Per contenere parte della spinta, in particolare la quota associata al rinfianco, è stato realizzato un incatenamento sopra l’estradosso, realizzato dal telaio metallico, costituito dalla capriata di copertura collegata ad opportuni piedritti metallici inseriti nelle pareti longitudinali, in corrispondenza degli arconi.
La realizzazione di questi telai metallici ha l’obiettivo di contrastare il meccanismo di ribaltamento della parte superiore della navata, introducendo un efficace collegamento tra le pareti longitudinali e limitando così la deformabilità traversale dell’aula. Detti telai unitamente al cordolo metallico realizzato al livello di gronda ripristinano il comportamento scatolare dell’edificio, migliorandone ovviamente il comportamento sotto sisma.
Per quanto riguarda gli archi principali in pietra (trionfale e arco retrostante) allo scopo di conferire duttilità e monoliticità, oltre al risarcimento delle lesioni, si è realizzato anche il consolidamento locale della muratura mediante perfori armati con barre in acciaio AISI 316L allettate con malta di resina epossidica a bassa viscosità.

Consolidamento pilastri
Il consolidamento di due pilastri posti in prossimità del campanile, uno dei quali presentava lesioni per schiacciamento, ha avuto lo scopo di conferire duttilità e resistenza ai pilastri stessi, mediante una cerchiatura metallica eseguita disponendo un’armatura longitudinale metallica collegata con fasce metalliche trasversali 
L’armatura di cerchiatura è stata poi ricoperta con uno strato di betoncino strutturale alleggerito, armato con rete elettrosaldata.
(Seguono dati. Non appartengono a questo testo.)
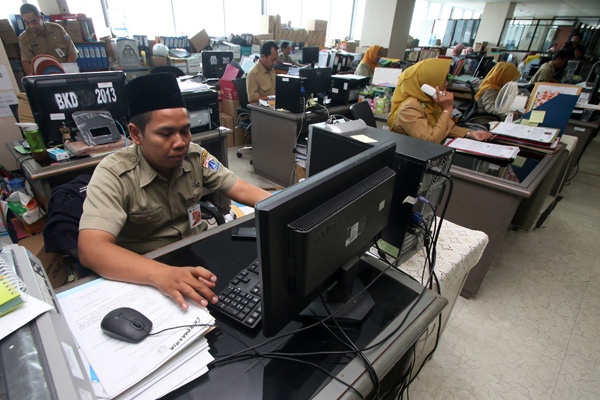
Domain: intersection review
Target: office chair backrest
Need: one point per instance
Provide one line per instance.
(240, 86)
(168, 68)
(363, 111)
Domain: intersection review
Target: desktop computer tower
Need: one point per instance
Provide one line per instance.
(289, 93)
(413, 163)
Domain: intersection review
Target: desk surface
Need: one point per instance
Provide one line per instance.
(277, 379)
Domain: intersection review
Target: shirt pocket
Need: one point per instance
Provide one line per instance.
(147, 216)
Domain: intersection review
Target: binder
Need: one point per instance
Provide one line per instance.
(10, 298)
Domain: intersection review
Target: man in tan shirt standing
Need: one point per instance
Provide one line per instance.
(43, 38)
(260, 81)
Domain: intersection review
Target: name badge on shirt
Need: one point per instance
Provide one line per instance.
(194, 215)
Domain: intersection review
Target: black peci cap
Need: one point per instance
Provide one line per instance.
(153, 92)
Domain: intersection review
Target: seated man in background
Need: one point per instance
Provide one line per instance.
(369, 61)
(43, 38)
(500, 75)
(547, 71)
(284, 56)
(260, 80)
(147, 196)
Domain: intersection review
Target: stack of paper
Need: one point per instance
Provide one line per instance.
(535, 137)
(484, 149)
(155, 366)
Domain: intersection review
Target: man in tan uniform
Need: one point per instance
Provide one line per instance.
(43, 38)
(147, 195)
(260, 81)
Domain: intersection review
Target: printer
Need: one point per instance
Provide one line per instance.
(204, 110)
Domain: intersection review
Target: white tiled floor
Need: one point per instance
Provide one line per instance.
(533, 329)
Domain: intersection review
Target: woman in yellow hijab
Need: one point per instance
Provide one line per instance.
(500, 75)
(369, 61)
(416, 114)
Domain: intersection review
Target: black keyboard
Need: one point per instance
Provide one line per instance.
(240, 300)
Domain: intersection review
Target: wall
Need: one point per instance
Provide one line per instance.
(8, 130)
(387, 25)
(492, 22)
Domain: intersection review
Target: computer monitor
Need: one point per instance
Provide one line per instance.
(313, 233)
(54, 99)
(484, 67)
(214, 63)
(318, 82)
(310, 55)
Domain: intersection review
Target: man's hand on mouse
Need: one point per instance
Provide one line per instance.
(195, 283)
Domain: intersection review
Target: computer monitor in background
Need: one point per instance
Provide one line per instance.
(313, 234)
(214, 63)
(310, 55)
(485, 65)
(54, 99)
(318, 82)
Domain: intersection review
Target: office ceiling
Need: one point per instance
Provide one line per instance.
(538, 8)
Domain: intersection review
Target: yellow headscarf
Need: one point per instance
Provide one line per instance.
(500, 75)
(371, 58)
(432, 71)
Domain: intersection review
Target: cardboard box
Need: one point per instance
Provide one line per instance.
(228, 122)
(229, 107)
(56, 267)
(199, 41)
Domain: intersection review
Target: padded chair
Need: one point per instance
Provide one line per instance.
(363, 111)
(168, 68)
(243, 119)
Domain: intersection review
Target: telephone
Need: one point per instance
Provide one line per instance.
(429, 90)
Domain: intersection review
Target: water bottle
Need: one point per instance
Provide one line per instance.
(35, 140)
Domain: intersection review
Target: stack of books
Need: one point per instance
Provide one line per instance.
(536, 138)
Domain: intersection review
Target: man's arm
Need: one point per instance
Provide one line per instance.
(247, 194)
(126, 266)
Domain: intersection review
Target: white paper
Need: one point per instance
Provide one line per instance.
(531, 133)
(484, 148)
(386, 76)
(119, 365)
(22, 315)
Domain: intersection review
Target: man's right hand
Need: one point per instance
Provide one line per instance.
(195, 283)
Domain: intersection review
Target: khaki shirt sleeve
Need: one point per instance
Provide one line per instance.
(411, 119)
(104, 209)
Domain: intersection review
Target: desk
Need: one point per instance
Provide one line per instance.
(458, 250)
(274, 137)
(488, 203)
(43, 178)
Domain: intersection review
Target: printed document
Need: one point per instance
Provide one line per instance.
(119, 365)
(525, 132)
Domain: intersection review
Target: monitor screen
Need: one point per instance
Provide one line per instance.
(214, 63)
(318, 81)
(310, 55)
(313, 233)
(54, 99)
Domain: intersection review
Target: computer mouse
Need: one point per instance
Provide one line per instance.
(126, 324)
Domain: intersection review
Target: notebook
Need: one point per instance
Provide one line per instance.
(10, 297)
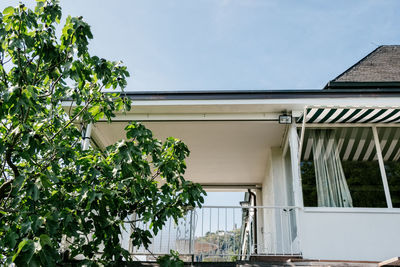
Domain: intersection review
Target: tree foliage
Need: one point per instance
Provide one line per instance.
(55, 196)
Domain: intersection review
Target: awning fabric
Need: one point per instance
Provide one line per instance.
(351, 115)
(357, 143)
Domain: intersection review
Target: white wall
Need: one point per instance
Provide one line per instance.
(344, 234)
(273, 187)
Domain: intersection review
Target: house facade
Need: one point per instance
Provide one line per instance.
(321, 167)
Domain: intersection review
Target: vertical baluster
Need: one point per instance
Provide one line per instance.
(219, 250)
(290, 231)
(210, 222)
(282, 238)
(234, 231)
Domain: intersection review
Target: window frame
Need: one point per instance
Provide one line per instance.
(378, 149)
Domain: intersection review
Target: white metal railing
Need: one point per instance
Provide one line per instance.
(224, 233)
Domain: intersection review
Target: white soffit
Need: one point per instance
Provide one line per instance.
(222, 152)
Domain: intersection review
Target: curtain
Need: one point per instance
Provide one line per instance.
(332, 189)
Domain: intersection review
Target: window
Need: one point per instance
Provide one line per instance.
(339, 168)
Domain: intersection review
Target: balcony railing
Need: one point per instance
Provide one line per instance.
(224, 233)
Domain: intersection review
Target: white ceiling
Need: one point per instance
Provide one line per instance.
(222, 152)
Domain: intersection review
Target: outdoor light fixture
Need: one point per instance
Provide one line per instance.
(244, 204)
(285, 119)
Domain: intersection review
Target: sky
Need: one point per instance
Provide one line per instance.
(235, 44)
(172, 45)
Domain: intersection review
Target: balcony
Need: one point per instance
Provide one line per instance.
(222, 234)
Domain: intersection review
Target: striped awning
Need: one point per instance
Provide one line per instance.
(351, 115)
(357, 143)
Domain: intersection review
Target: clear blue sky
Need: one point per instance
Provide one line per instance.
(236, 44)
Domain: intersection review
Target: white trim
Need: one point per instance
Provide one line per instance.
(303, 129)
(351, 210)
(347, 125)
(382, 167)
(196, 117)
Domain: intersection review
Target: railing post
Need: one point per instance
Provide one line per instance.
(190, 234)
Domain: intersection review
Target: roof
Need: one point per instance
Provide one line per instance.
(263, 94)
(379, 69)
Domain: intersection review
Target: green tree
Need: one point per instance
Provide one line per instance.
(52, 192)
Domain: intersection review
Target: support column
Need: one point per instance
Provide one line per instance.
(295, 159)
(296, 176)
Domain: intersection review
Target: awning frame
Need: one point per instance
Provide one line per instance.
(345, 124)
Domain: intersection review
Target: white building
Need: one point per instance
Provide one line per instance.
(335, 175)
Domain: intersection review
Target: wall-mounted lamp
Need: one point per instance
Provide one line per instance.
(285, 119)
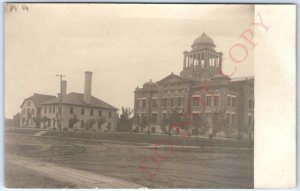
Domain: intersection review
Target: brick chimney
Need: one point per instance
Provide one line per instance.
(64, 87)
(87, 87)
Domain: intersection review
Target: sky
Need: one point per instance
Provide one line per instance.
(123, 45)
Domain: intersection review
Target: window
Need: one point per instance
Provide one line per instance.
(208, 100)
(138, 118)
(108, 126)
(249, 120)
(171, 102)
(152, 129)
(179, 101)
(251, 104)
(228, 101)
(233, 102)
(232, 118)
(144, 102)
(164, 102)
(195, 101)
(154, 117)
(140, 103)
(216, 100)
(154, 103)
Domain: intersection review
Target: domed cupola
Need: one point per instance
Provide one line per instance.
(203, 42)
(218, 77)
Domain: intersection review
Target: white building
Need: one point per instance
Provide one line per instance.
(79, 110)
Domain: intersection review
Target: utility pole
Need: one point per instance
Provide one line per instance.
(60, 104)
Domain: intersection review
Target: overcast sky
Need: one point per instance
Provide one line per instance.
(123, 45)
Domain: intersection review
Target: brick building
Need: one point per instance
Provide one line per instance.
(198, 93)
(79, 111)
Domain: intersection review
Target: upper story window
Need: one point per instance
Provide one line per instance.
(140, 103)
(251, 104)
(216, 100)
(171, 102)
(92, 112)
(144, 102)
(195, 101)
(154, 117)
(231, 100)
(179, 101)
(154, 102)
(212, 100)
(208, 100)
(164, 102)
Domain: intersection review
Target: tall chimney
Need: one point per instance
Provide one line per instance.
(64, 87)
(87, 87)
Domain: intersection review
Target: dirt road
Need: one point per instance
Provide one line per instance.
(183, 168)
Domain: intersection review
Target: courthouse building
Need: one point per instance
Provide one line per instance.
(199, 91)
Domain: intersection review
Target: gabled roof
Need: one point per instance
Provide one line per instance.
(77, 99)
(38, 99)
(172, 78)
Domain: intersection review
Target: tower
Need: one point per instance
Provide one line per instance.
(202, 62)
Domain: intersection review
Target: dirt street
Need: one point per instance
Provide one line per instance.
(181, 168)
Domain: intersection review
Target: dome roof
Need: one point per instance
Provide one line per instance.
(150, 83)
(220, 77)
(203, 41)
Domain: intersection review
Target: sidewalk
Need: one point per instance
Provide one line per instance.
(81, 178)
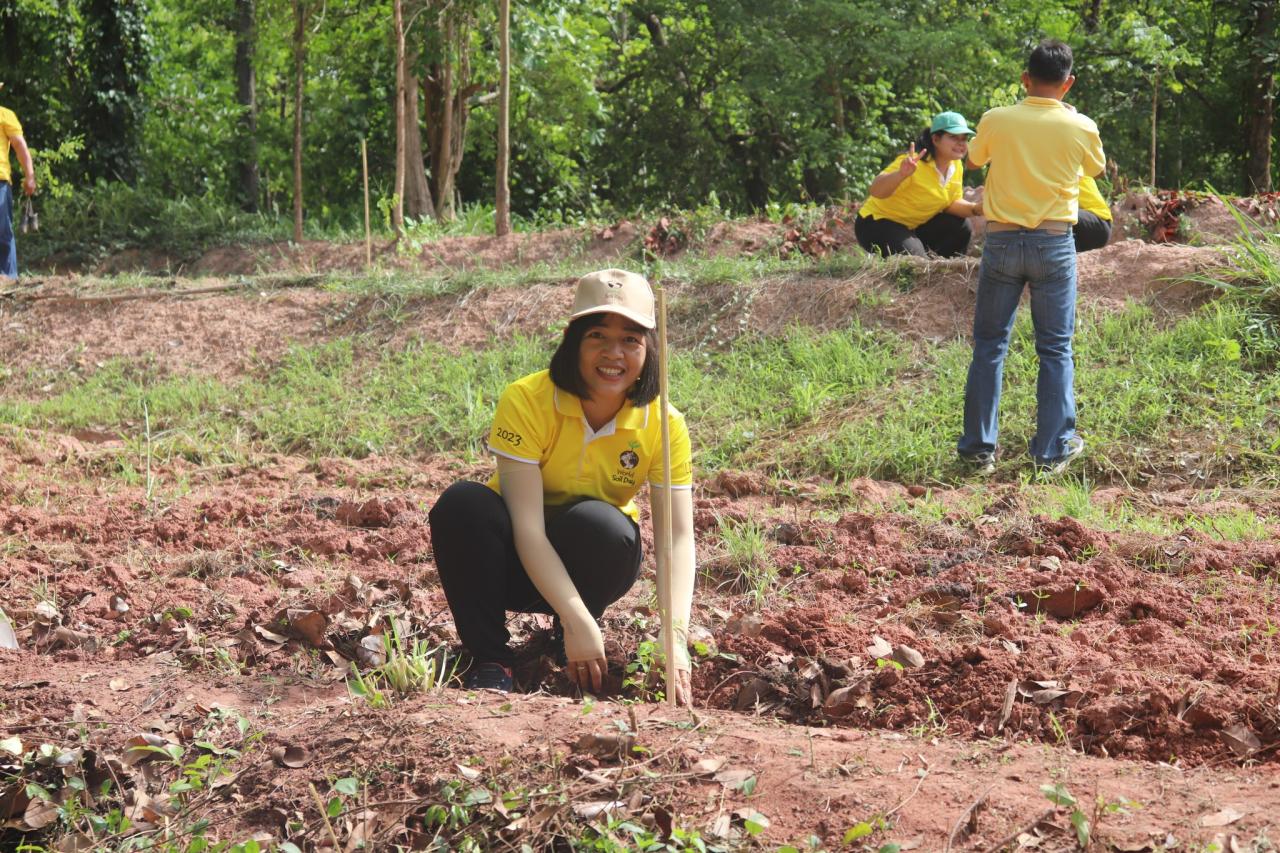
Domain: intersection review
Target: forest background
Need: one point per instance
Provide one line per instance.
(151, 115)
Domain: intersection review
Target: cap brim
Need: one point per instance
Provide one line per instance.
(647, 322)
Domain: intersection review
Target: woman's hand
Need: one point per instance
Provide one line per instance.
(909, 162)
(584, 649)
(684, 692)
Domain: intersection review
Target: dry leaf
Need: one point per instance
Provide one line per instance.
(908, 656)
(8, 639)
(371, 652)
(589, 811)
(305, 624)
(708, 766)
(732, 778)
(292, 756)
(270, 637)
(880, 647)
(611, 744)
(1221, 819)
(1010, 696)
(1240, 739)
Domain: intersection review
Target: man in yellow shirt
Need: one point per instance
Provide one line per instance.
(10, 135)
(1037, 151)
(1093, 229)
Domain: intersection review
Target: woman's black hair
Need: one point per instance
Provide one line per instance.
(926, 147)
(567, 375)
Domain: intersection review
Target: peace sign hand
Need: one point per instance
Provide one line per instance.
(909, 162)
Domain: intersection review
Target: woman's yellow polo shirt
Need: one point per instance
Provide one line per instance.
(539, 423)
(1092, 200)
(919, 197)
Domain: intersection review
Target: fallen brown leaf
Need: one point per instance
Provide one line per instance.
(292, 756)
(1221, 819)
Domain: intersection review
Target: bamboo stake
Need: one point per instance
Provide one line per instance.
(662, 536)
(369, 236)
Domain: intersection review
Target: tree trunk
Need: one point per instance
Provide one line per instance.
(398, 190)
(447, 90)
(502, 204)
(1155, 108)
(444, 182)
(1260, 96)
(417, 191)
(1092, 16)
(300, 58)
(246, 95)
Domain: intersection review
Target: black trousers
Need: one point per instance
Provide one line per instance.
(945, 236)
(1091, 232)
(481, 574)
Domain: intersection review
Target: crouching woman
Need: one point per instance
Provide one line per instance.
(917, 204)
(556, 529)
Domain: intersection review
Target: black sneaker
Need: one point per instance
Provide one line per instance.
(1055, 466)
(982, 464)
(488, 676)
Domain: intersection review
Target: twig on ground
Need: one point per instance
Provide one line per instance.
(1025, 828)
(917, 790)
(976, 804)
(324, 815)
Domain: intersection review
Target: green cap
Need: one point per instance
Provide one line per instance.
(950, 123)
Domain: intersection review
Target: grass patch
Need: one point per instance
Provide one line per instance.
(841, 404)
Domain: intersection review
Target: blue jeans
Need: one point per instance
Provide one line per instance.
(1046, 261)
(8, 241)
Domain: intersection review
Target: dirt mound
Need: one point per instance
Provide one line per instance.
(224, 609)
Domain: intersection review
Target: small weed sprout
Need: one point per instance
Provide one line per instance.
(415, 669)
(743, 565)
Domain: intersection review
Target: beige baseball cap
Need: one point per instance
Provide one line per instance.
(615, 291)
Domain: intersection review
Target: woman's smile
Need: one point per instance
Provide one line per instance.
(612, 356)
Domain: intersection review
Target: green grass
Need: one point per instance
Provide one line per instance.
(853, 402)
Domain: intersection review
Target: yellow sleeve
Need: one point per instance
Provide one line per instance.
(1095, 158)
(681, 455)
(894, 165)
(9, 123)
(978, 154)
(517, 430)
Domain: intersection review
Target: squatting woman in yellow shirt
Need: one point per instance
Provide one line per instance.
(556, 530)
(915, 204)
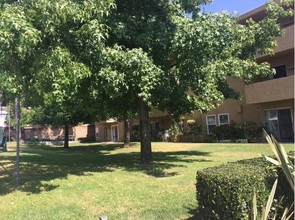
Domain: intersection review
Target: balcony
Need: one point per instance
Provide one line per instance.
(270, 91)
(285, 43)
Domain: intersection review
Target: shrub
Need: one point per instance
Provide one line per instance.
(226, 191)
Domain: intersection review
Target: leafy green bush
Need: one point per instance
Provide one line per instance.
(226, 191)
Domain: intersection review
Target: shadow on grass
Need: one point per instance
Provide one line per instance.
(46, 163)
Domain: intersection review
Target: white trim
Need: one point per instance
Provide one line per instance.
(207, 125)
(219, 119)
(112, 133)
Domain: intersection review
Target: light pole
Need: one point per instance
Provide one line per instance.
(17, 128)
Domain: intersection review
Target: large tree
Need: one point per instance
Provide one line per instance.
(48, 52)
(189, 57)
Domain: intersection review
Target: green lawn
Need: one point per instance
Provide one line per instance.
(92, 180)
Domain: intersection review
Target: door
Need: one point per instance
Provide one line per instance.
(279, 123)
(115, 135)
(285, 124)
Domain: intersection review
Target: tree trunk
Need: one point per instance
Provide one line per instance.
(66, 140)
(145, 133)
(126, 132)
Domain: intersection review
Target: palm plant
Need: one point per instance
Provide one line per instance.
(284, 162)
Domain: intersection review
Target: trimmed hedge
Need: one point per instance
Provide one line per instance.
(226, 191)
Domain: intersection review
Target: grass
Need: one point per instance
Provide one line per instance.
(92, 180)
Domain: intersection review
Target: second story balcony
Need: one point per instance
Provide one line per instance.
(270, 90)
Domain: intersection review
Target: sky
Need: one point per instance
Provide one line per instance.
(240, 6)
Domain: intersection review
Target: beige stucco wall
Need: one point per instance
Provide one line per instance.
(270, 91)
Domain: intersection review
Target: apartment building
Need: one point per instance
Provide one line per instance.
(268, 103)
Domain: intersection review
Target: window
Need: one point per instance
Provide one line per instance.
(280, 71)
(223, 119)
(211, 123)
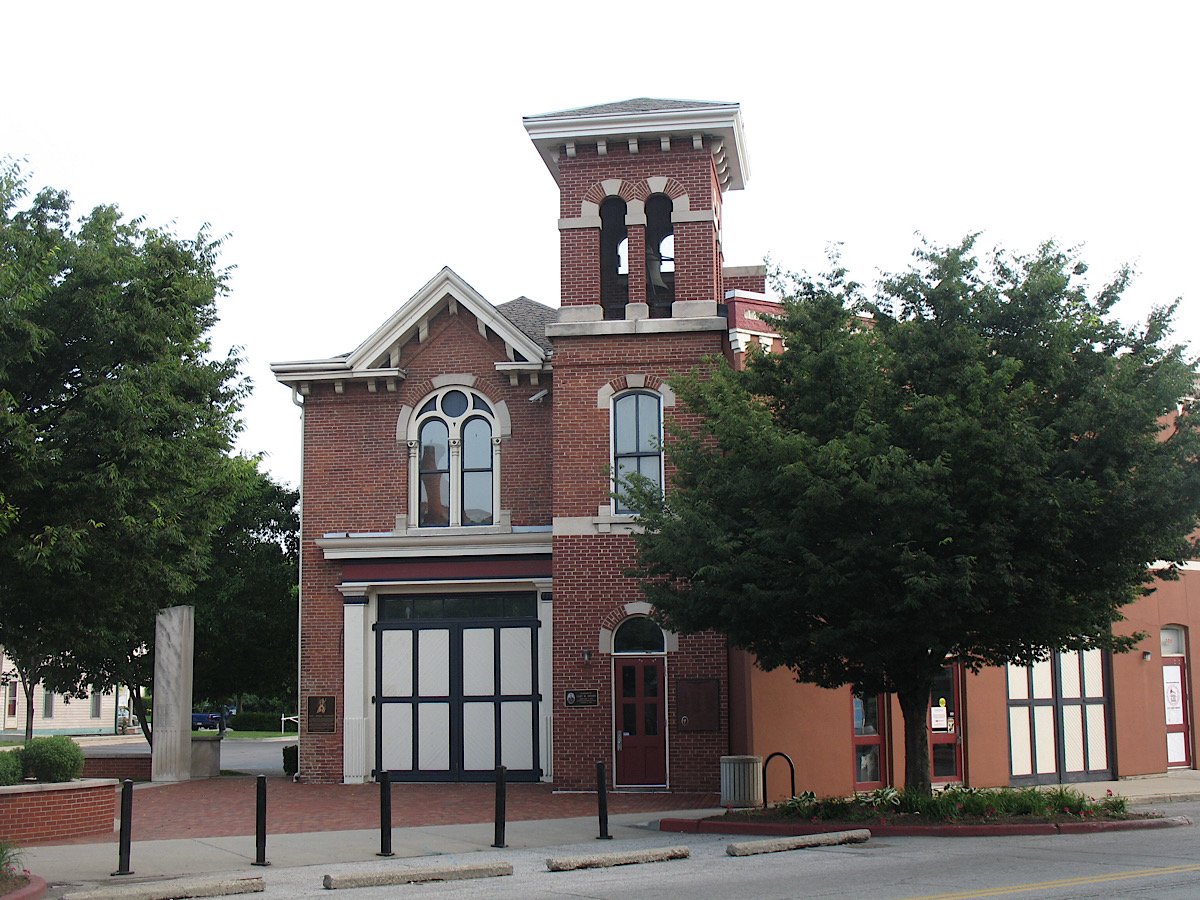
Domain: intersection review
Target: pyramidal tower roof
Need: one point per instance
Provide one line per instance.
(645, 118)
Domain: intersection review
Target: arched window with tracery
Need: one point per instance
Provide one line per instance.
(456, 460)
(636, 443)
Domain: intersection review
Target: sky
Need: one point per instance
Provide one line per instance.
(351, 150)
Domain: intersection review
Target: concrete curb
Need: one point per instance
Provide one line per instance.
(417, 875)
(33, 891)
(603, 861)
(832, 839)
(177, 888)
(780, 829)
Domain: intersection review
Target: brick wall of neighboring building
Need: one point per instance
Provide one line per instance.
(34, 814)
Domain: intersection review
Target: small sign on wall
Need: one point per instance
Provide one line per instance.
(321, 715)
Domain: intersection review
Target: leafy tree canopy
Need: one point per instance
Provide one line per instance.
(115, 423)
(975, 465)
(246, 607)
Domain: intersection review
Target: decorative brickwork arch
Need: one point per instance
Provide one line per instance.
(635, 382)
(618, 615)
(634, 192)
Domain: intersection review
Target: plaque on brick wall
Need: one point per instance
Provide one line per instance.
(321, 715)
(582, 699)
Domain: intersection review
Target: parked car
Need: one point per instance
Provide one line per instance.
(208, 720)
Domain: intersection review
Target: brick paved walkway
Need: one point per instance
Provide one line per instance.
(225, 807)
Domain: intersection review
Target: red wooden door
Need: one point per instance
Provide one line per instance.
(1175, 700)
(946, 727)
(640, 720)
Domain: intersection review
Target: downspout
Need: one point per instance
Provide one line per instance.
(298, 402)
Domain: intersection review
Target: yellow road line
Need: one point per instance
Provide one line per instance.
(1065, 882)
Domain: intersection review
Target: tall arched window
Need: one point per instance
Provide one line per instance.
(613, 244)
(659, 256)
(456, 460)
(636, 442)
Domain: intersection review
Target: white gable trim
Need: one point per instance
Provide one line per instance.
(447, 287)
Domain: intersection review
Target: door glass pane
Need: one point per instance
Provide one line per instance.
(867, 763)
(1068, 665)
(628, 682)
(945, 761)
(651, 685)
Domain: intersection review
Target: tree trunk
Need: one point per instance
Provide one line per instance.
(29, 678)
(29, 707)
(915, 708)
(139, 711)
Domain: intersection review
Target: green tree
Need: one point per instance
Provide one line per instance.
(979, 472)
(246, 625)
(115, 432)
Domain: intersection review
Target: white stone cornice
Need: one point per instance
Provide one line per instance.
(634, 327)
(467, 541)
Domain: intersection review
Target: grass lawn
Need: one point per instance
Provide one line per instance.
(255, 735)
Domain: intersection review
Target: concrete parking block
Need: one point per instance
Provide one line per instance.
(831, 839)
(603, 861)
(417, 875)
(177, 888)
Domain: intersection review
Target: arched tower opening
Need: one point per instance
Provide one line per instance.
(613, 265)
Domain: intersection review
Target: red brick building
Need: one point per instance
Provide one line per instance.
(463, 603)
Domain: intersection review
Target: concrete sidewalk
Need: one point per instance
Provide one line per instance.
(223, 852)
(90, 865)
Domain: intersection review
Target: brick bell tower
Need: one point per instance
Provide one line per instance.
(643, 295)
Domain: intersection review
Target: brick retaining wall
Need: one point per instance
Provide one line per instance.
(119, 767)
(34, 814)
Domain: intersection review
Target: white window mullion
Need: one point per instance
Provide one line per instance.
(455, 480)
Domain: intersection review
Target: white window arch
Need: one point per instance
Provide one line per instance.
(454, 455)
(639, 636)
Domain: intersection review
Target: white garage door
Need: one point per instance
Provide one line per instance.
(457, 696)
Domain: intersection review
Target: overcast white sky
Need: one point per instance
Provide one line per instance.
(351, 150)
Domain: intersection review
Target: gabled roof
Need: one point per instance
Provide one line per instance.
(531, 317)
(648, 119)
(378, 357)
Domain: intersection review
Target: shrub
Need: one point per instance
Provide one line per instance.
(57, 759)
(291, 759)
(256, 721)
(12, 767)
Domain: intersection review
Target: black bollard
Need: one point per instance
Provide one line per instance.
(384, 814)
(123, 862)
(501, 789)
(603, 803)
(261, 823)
Interventi sulle pareti verticali
Per le pareti della Chiesa è stato effettuato il risarcimento delle lesioni pregresse e provocate dal sisma. 
Il consolidamento con perfori passanti inclinati a 45°, armati con barre in acciaio AISI 316L ancorate con malta di resina epossidica a bassa viscosità, eseguiti in numero sei a mq, è stato operato localmente nelle zone dove sono stati ancorati i profili di copertura o all’incrocio di pareti. 
La rigenerazione delle pareti tramite “scuci e cuci” è stata realizzata nei tratti particolarmente danneggiati e per una fascia di parete sottostante i nuovi cordoli longitudinali in acciaio per garantirne una base di appoggio efficiente ed un efficace ancoraggio.

Predisposizione giunto sismico
Per evitare fenomeni di martellamento, le strutture della navata attualmente connesse al campanile, sono state sconnesse a partire dalla quota del piano di gronda della copertura.
Il giunto sismico tra la parte superiore della facciata ed il campanile e tra la struttura di copertura ed il campanile ha una apertura di circa 10 cm.

Finiture connesse all’intervento
Il paramento in pietra delle pareti esterne della Chiesa, posteriori e laterali, sono state lasciate a faccia vista.
La facciata principale e la torre campanaria è stata rifinita con intonaco colorato.
Le pareti interne sono state rasate e tinteggiate.
Il pavimento in marmo è stato rilevigato e rilucidato.